Fig. 1A is a flow diagram illustrating a gesture recognition method according to an exemplary embodiment, and fig. 1B is a schematic diagram illustrating image segmentation according to an exemplary embodiment. The execution subject of this embodiment may be a gesture recognition apparatus in the terminal device, and the apparatus may be implemented by software and/or hardware. As shown in fig. 1A, the scheme of the present embodiment may include the following steps:

in step S101, a gesture video to be recognized is acquired.

In this step, the gesture recognition apparatus obtains a gesture video to be recognized through the image acquisition unit, optionally, the gesture video to be recognized includes: at least one frame of gesture image to be recognized, wherein each frame of gesture image to be recognized comprises: the gesture to be recognized. Optionally, the image acquisition unit may be any one of: the color camera and the infrared camera may also be other units having an image capturing function, which is not limited in the embodiment of the present disclosure.

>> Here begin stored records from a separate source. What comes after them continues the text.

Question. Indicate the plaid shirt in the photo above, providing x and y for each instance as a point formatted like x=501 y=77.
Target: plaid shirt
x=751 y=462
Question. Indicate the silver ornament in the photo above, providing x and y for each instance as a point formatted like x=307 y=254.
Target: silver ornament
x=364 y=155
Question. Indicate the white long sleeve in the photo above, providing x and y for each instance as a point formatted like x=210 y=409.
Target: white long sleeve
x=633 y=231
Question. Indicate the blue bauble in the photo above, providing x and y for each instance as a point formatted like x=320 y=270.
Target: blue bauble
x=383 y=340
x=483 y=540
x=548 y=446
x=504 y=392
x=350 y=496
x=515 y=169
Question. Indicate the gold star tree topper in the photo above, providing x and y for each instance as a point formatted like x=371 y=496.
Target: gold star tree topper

Optionally, the implementation manner of obtaining the gesture video to be recognized by the image acquisition unit at least includes the following:

the first realizable way: the gesture recognition device acquires an original video (including at least one frame of original color image) through a color camera, and segments a hand image and a background image in each frame of original color image in the original video by adopting an image segmentation method based on skin color detection to obtain the gesture video to be recognized, which includes at least one frame of gesture image to be recognized (only including the hand image). For example, as shown in fig. 1B, an image segmentation method based on skin color detection is adopted to segment a hand image and a background image in an original color image of a certain frame, so as to obtain a gesture image to be recognized, which only includes the hand image. Optionally, a specific implementation manner of the image segmentation method based on skin color detection in the embodiment of the present disclosure may refer to an image segmentation method based on skin color detection in the prior art, which is not limited in the embodiment of the present disclosure.

The second realizable way: the gesture recognition device acquires an original video (including at least one frame of original depth image) through an infrared camera, and divides a hand image and a background image in each frame of original depth image in the original video by adopting an infrared image division method based on the infrared camera to obtain the gesture video to be recognized, which includes at least one frame of gesture image to be recognized (only including the hand image). Optionally, a specific implementation manner of the infrared image segmentation method based on the infrared camera in the embodiment of the present disclosure may refer to an infrared image segmentation method in the prior art, which is not limited in the embodiment of the present disclosure.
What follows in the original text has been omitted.